SC Confederate monument protection law is upheld
COLUMBIA, S.C. – The South Carolina Supreme Court ruled Wednesday that a state law preventing anyone from moving a Confederate monument or changing the historical name of a street or building without the Legislature’s permission is legal.
But in the same ruling, the justices struck down a requirement that twothirds of the General Assembly must approve a move or name change.
The unanimous decision keeps intact South Carolina’s Heritage Act, which has stopped colleges and local governments from removing statues honoring Civil War soldiers or segregationists even as other areas of the South took them down after protests sparked by the killing of George Floyd last year by white police officers in Minnesota.
The law was passed in 2000 as part of a compromise to remove the Confederate flag from atop the South Carolina Statehouse dome. The rebel banner was moved to a pole on the capitol lawn, where it flew until 2015 when lawmakers removed it after nine Black church members were killed in a racist massacre at a Charleston church.
One of the people who sued lawmakers over the Heritage Act is the widow of state Sen. Clementa Pinckney, the pastor at Emanuel AME church in Charleston who died in the attack.
The law specifically protects monuments from 10 wars – from the Revolutionary War to the Persian Gulf War.
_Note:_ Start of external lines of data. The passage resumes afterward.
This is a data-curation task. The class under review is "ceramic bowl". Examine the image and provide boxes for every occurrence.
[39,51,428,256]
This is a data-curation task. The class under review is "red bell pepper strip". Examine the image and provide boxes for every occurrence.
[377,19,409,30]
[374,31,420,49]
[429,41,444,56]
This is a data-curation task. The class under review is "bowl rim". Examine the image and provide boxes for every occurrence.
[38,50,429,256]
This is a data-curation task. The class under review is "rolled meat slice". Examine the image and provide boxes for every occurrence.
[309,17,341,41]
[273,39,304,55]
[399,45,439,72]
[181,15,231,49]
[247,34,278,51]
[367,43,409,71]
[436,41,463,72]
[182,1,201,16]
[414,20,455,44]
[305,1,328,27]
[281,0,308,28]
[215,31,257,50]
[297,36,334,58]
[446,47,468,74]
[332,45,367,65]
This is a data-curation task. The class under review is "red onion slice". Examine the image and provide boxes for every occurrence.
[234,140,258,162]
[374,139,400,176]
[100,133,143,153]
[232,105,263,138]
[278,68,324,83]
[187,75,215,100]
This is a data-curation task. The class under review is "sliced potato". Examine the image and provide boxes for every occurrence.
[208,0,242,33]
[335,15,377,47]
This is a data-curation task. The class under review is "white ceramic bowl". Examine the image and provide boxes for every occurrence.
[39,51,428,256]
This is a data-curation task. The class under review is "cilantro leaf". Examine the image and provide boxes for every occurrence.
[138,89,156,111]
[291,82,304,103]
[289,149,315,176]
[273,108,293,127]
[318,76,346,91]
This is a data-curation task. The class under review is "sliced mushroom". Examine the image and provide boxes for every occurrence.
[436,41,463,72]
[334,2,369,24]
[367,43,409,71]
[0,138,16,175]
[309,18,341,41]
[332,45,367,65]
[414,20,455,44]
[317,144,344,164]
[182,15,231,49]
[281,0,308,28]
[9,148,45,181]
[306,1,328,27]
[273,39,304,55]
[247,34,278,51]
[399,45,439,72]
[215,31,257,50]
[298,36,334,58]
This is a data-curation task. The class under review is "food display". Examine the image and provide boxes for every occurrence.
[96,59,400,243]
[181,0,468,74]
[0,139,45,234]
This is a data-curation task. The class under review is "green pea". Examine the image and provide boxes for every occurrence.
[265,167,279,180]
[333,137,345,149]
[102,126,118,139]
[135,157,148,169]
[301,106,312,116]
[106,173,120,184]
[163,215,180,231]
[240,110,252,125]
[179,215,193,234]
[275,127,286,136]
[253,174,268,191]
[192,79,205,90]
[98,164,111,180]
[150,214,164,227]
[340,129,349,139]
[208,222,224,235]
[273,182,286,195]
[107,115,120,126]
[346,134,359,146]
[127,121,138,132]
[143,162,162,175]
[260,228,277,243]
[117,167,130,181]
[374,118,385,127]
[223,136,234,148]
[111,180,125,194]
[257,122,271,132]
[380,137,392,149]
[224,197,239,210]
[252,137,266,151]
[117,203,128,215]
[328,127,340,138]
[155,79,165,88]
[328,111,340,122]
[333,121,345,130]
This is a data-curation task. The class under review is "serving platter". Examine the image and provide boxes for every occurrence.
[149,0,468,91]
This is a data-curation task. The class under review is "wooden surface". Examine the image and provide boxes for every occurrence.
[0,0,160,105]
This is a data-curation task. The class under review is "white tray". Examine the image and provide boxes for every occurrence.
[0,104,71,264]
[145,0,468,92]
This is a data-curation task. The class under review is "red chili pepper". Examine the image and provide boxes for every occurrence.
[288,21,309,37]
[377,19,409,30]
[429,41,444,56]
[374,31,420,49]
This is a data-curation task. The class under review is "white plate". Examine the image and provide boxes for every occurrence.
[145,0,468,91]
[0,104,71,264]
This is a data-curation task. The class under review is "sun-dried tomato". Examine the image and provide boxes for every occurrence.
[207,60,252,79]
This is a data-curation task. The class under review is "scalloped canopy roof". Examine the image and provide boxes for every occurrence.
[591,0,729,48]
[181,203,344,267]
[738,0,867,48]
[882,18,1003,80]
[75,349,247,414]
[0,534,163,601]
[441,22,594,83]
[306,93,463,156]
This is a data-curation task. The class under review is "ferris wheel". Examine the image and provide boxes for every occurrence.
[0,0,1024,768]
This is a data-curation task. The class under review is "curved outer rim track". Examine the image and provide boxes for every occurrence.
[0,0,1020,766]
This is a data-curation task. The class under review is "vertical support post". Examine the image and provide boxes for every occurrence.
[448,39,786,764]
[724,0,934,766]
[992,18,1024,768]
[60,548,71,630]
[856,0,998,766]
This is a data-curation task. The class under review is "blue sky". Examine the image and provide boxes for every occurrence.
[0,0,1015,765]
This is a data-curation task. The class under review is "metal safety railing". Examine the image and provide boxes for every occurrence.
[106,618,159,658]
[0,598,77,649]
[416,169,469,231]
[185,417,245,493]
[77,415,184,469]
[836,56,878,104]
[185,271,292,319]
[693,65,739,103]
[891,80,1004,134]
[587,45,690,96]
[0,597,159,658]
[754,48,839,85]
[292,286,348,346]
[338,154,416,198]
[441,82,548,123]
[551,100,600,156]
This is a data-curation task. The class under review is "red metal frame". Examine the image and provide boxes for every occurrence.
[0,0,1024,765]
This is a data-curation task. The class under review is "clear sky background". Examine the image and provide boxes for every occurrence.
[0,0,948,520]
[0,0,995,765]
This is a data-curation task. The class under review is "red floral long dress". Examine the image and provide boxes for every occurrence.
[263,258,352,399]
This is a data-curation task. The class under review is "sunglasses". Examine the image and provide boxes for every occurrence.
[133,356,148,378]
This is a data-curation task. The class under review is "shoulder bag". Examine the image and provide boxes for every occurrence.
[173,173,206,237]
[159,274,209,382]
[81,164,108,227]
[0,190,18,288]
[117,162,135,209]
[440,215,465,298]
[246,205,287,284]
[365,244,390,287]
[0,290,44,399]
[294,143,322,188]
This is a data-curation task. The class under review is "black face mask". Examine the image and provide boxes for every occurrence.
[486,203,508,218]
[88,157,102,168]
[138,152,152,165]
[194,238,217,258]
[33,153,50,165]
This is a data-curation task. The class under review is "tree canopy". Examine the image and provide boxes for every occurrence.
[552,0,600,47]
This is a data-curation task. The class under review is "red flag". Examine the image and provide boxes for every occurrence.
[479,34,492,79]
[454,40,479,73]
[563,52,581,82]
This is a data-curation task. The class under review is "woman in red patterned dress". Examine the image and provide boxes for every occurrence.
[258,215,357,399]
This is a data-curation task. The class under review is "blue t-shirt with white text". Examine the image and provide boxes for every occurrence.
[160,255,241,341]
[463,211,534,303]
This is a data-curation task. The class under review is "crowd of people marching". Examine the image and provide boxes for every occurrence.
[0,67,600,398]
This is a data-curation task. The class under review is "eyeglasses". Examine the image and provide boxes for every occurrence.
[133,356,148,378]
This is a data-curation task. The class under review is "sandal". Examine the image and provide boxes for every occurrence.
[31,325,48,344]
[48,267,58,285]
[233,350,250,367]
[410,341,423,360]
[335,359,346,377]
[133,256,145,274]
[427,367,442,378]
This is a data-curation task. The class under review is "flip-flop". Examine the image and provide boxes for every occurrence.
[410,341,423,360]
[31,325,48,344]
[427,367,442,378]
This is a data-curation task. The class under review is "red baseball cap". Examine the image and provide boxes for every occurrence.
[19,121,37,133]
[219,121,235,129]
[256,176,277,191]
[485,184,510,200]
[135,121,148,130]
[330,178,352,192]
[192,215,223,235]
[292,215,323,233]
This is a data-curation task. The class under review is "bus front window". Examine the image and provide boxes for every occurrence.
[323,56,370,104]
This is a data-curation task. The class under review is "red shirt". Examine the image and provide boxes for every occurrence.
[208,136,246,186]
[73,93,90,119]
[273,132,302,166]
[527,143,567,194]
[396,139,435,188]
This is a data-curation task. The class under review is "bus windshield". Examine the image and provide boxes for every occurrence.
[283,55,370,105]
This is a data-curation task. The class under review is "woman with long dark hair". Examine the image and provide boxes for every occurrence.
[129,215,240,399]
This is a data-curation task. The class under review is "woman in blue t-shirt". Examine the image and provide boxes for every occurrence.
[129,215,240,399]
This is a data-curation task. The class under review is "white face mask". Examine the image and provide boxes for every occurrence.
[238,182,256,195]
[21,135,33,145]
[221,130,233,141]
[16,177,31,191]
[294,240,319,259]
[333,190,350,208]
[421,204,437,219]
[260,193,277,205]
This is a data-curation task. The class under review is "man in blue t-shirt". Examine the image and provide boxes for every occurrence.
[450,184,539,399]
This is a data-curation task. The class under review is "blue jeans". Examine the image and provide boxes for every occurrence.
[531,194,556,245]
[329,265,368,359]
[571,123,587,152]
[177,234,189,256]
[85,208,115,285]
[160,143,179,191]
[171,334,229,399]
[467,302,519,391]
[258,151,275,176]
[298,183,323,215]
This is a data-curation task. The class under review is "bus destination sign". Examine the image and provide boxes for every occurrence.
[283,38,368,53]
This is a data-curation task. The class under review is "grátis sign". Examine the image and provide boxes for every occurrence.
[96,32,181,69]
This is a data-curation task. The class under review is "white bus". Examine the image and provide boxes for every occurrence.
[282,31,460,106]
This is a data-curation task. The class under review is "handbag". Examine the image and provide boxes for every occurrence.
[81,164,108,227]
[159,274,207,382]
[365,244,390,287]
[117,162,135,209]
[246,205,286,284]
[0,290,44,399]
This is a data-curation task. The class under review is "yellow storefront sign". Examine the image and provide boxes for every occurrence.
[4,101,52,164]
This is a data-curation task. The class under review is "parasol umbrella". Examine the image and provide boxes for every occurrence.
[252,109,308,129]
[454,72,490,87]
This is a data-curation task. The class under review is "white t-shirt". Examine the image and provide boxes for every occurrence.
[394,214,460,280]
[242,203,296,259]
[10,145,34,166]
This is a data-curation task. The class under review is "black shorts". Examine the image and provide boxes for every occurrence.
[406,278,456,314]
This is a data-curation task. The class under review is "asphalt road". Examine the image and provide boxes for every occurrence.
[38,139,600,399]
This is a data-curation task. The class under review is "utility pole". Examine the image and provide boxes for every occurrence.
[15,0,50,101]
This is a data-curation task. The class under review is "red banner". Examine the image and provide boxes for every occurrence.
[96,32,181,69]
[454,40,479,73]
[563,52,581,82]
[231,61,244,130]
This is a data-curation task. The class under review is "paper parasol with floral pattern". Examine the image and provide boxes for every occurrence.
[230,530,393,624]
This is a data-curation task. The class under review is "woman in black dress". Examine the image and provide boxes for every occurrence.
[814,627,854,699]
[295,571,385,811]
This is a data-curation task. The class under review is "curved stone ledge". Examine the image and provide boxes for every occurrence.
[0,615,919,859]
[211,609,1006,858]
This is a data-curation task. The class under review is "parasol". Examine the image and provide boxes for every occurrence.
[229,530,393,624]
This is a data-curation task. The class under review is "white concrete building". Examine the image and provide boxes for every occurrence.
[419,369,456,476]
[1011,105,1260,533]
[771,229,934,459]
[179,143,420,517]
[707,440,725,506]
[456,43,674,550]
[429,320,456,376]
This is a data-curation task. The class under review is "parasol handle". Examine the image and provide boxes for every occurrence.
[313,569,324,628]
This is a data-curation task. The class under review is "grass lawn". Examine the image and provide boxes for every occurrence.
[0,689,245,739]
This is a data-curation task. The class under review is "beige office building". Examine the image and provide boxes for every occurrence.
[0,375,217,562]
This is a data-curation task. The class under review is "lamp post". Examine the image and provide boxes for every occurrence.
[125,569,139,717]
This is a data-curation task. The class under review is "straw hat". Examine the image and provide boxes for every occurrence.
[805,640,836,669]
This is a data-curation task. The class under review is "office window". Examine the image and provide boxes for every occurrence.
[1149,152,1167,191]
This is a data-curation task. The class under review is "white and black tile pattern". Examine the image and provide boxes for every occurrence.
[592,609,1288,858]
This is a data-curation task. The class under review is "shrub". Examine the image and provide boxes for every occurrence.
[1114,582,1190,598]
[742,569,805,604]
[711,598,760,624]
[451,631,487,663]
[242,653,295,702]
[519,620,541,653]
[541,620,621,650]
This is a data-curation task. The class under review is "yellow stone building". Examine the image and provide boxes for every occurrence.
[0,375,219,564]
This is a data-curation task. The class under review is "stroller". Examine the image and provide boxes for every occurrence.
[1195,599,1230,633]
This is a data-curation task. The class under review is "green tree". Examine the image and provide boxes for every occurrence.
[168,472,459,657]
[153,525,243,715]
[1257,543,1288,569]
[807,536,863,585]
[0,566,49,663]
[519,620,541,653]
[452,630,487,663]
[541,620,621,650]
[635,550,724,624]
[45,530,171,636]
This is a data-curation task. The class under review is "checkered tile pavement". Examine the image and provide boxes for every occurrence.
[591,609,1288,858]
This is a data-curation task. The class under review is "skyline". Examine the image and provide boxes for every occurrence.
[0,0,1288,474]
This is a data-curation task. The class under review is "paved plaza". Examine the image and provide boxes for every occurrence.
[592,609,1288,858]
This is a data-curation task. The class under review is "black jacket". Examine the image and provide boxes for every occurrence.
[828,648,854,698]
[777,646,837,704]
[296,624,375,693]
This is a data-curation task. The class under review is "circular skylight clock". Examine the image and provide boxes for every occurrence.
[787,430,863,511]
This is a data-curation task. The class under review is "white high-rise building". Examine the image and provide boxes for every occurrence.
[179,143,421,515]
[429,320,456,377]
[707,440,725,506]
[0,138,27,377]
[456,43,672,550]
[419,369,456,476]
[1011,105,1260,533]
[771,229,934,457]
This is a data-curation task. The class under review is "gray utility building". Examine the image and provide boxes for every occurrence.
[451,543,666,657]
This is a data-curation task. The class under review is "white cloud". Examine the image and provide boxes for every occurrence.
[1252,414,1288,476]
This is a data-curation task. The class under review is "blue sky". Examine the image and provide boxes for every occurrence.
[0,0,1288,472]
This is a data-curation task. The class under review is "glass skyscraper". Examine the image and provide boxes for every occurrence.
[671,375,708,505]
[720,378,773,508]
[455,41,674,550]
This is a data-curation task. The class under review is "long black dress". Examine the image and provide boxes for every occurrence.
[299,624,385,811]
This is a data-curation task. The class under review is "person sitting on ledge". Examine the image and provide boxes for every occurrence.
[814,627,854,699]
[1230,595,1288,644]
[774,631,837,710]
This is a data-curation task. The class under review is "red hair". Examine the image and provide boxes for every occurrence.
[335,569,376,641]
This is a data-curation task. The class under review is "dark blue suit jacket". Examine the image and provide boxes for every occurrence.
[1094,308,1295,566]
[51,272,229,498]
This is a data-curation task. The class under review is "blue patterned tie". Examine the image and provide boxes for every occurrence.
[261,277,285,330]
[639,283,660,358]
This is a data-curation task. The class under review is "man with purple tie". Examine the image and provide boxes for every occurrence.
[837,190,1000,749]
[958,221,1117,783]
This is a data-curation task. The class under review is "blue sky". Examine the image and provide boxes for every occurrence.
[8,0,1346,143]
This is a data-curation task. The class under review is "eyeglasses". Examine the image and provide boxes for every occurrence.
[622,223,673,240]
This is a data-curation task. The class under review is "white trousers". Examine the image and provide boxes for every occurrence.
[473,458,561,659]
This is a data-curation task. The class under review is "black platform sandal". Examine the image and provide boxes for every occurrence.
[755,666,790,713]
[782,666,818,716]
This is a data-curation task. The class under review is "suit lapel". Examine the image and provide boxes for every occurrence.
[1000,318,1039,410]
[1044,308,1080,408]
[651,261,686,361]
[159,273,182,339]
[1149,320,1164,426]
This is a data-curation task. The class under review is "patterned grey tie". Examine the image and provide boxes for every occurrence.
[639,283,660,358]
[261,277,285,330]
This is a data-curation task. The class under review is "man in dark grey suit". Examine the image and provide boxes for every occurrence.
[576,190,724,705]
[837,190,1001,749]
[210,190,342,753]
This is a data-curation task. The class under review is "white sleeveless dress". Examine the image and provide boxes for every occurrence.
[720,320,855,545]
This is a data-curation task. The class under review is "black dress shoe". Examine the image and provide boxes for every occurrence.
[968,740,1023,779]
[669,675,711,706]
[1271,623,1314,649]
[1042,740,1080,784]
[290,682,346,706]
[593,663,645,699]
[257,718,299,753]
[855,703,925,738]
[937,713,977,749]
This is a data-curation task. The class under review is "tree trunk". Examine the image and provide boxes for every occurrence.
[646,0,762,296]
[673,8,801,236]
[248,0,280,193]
It also protects monuments honoring African Americans and Native Americans as well as a catchall phrase of “any historic figure or historic event.”
Jennifer Pinckney has pointed out that means she couldn’t make changes to a monument to her late husband unveiled this year without asking lawmakers for permission.
Days after the Confederate flag was removed in 2015, South Carolina legislative leaders vowed they would not approve the removal of any other statues or renaming of buildings under the
Heritage Act and have kept their word.
South Carolina Senate President Harvey Peeler said in the summer of 2020 that “changing the name of a stack of bricks and mortar is at the bottom of my to-do list.” He issued another statement Wednesday: “The protections over all of our state’s monuments and statues were ruled constitutional and they will remain in place.”
House Speaker Jay Lucas said in 2015 that no other changes would be considered while he was the chamber’s leader. After Wednesday’s ruling he again repeated that promise.
Lawmakers in 2021 refused to even take the first step toward requests to remove monuments like Orangeburg asking to remove a Confederate statue or change names like Clemson University asking to rename a building that currently honors the late U.S. Sen. “Pitchfork” Ben Tillman, who led violent racist mobs to stop Black people from voting.
Left undecided after Wednesday’s ruling is what might happen if a local government ignores the law. The act included no specific punishment for breaking it. Some Republicans have suggested taking away a local government or school’s state funding, but that idea hasn’t gained traction in the Legislature.